This is a different issue, with GD, not phpmyadmin: http://forums.freebsd.org/showthread.php?t=1722


----------



## Lego (Mar 27, 2009)

Yes but were do you fetch the pdflib from? and is pecl-pdflib the same ? I can't seem to find pdflib-lite in freshports.. but pecl-pdflib and pdflib are both and both cannot be fetched..

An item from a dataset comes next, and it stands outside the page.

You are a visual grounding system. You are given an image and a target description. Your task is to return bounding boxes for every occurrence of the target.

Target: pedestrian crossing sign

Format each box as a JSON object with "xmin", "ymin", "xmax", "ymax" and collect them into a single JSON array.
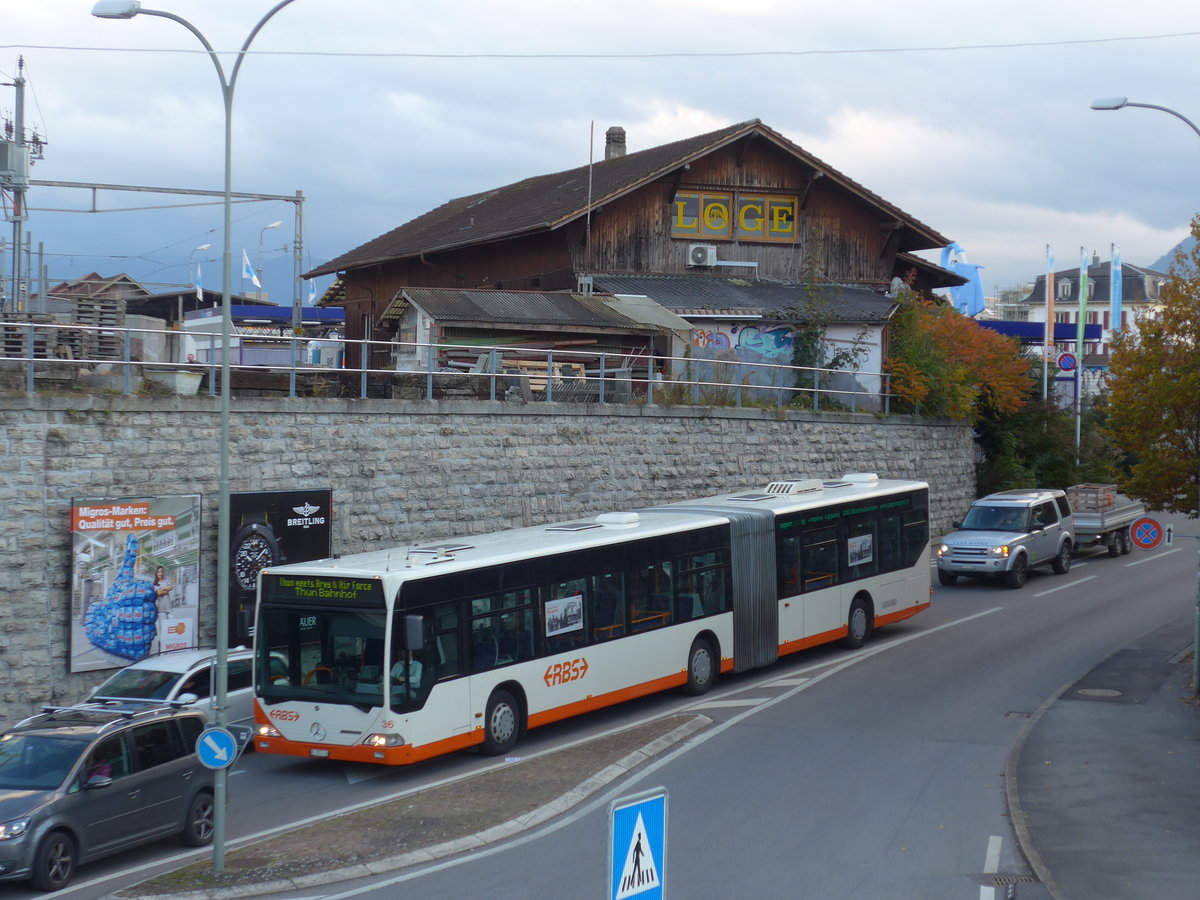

I downloaded the pdflib-2.1.7.tar from the link for pecl-pdflib-2.1.7, and can't seem to figure out what to do with the files after extracting them :S make/make install clean doesn't work... :S


----------



## gilinko (Mar 27, 2009)

I just tried to downloaded pdflib using ports(which is the pdflib-lite binary version as the full pdflib you have to pay for) and it works fine. I could have been something wrong on the source end when you tried... So just try again. pecl-pdflib is build from pecl source using the pdflib-lite library files, so if ports can't fetch(and build) a dependency it stops the entire process.


----------



## Lego (Mar 27, 2009)

pecl-pdflib is the one you need. got it in somehow.. not sure which thing i did worked... LOL but its installed 

Hmm everything is installed but when I try to access any phpMyAdmin page I get a Forbbiden 403 error... you dont' have permission to view this? how do I fix that?

I've tried both IPs and Domain name, with same results..

Alias /phpMyAdmin "/usr/local/www/phpMyAdmin"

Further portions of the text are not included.